Now, you might expect given that Canada has a Prime Minister, it would be they who announces the Games open. But, no, as the announcement is given, in word perfect French which is only fitting considering that Montreal is in French speaking Quebec province, by Her Majesty Queen Elizabeth II of Great Britain. And the reason for this? Because the rules say that the Games are opened, not by the legislative leader of a nation (for example a Prime Minister) but the head of state and who is the head of state of Canada, Her Majesty the Queen as Canada is a member of the Commonwealth making this opening her second Olympics (after opening the Games of Melbourne in 1956).
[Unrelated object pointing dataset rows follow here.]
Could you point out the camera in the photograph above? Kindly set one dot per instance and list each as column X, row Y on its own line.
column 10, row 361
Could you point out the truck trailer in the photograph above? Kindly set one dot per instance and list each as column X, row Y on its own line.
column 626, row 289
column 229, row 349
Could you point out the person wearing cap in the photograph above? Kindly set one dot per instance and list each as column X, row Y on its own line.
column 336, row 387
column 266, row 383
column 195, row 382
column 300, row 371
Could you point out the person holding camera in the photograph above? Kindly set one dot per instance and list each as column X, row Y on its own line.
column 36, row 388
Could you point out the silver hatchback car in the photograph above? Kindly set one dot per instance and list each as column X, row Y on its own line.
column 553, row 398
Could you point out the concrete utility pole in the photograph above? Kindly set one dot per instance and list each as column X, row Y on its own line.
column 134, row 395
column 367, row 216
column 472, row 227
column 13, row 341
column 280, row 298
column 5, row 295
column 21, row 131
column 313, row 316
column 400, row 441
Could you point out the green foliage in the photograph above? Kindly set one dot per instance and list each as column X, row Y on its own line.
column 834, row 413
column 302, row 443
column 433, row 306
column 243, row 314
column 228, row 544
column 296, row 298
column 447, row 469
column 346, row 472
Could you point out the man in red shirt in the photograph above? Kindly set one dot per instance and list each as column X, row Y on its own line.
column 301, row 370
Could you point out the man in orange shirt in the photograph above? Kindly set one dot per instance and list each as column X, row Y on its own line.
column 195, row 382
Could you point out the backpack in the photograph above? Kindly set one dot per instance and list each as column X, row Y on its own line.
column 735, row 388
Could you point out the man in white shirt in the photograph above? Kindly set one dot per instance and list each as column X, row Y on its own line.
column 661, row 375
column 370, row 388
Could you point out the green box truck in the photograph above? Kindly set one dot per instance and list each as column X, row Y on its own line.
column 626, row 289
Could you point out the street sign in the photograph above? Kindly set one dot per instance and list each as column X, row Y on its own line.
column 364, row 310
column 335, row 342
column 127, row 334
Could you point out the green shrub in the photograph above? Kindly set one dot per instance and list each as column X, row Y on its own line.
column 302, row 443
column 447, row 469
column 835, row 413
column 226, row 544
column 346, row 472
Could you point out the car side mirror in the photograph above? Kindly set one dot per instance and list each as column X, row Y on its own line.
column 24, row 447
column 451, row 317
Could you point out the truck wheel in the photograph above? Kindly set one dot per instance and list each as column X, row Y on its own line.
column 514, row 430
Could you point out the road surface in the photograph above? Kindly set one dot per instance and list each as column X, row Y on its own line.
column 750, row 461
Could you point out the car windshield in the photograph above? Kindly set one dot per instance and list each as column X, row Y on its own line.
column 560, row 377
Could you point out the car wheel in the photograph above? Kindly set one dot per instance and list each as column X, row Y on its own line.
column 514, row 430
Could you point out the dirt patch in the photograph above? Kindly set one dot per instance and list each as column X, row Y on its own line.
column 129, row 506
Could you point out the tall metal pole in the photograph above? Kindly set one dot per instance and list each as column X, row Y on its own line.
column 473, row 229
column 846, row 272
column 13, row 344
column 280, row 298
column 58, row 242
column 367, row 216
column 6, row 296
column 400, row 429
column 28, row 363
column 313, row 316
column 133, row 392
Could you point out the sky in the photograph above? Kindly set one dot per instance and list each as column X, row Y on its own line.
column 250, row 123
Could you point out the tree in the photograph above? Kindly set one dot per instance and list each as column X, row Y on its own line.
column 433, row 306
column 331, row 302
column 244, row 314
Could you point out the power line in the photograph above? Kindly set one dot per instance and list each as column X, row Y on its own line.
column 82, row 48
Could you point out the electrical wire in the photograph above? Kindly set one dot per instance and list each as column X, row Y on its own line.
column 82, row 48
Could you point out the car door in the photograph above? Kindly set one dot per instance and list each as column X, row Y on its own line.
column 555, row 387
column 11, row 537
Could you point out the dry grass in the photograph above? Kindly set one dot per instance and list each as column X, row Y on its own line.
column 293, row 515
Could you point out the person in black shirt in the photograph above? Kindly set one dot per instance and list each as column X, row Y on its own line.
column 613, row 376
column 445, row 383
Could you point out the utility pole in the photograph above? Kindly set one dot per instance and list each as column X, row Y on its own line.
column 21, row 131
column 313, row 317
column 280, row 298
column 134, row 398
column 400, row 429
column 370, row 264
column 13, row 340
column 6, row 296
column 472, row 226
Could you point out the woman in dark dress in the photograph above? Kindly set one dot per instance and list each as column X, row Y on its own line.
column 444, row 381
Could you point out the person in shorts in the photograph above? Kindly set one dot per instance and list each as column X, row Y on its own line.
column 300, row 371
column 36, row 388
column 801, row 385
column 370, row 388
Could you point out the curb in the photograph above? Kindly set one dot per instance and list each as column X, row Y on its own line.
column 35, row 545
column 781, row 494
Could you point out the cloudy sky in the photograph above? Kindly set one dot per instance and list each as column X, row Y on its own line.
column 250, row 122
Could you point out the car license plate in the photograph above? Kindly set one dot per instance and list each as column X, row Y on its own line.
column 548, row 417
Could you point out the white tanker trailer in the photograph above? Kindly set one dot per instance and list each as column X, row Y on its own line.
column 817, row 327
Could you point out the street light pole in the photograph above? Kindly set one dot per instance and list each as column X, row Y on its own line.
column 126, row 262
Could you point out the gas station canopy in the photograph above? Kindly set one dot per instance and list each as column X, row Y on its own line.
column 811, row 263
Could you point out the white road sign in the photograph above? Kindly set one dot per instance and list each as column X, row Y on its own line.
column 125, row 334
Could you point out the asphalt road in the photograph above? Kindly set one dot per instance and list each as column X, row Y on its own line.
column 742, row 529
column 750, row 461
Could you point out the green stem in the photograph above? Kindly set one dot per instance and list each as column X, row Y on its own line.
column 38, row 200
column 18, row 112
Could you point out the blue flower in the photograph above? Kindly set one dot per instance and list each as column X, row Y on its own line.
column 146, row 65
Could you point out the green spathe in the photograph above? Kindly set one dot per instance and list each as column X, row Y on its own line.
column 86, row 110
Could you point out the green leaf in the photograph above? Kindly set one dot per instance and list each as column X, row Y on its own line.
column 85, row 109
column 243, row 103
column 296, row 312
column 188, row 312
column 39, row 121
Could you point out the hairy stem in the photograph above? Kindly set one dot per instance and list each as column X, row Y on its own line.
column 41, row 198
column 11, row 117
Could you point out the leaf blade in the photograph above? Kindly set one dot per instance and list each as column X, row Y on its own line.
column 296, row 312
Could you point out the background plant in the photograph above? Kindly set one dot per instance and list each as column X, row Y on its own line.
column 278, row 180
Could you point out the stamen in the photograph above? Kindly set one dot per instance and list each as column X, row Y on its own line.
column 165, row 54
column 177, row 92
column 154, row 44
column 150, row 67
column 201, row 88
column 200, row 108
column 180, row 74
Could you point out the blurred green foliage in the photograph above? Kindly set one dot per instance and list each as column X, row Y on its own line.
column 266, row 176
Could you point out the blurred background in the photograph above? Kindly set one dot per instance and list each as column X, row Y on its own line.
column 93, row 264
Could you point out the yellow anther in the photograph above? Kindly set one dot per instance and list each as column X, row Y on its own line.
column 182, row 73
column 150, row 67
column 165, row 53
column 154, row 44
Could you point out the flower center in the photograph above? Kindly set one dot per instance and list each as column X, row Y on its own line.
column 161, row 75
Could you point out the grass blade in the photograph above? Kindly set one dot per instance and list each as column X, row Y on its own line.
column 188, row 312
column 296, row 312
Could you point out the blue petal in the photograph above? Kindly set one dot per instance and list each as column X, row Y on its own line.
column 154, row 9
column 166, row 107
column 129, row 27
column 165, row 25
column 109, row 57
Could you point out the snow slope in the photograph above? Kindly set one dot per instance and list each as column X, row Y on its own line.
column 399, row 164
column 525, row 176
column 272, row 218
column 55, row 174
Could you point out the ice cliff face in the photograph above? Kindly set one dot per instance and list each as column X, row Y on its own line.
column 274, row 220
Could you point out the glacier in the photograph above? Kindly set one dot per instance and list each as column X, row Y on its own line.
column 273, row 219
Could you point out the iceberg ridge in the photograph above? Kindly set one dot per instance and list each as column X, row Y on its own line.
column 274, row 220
The next marked difference is the arrival of the Olympic Flame, not only because it enters the stadium being carried by two people (for the first time in its history) but as Sandra Henderson and Stephane Prefontaine light the cauldron thirty steps (compared to the 118 in Munich) and light the cauldron on, if I am being very honest, something that resembles a building site. The analogy is moderately accurate of course, as Montreal is one of the Olympics that didn’t exactly go down well with people and was only paid off a few days before the Athens Olympics of 2004 started.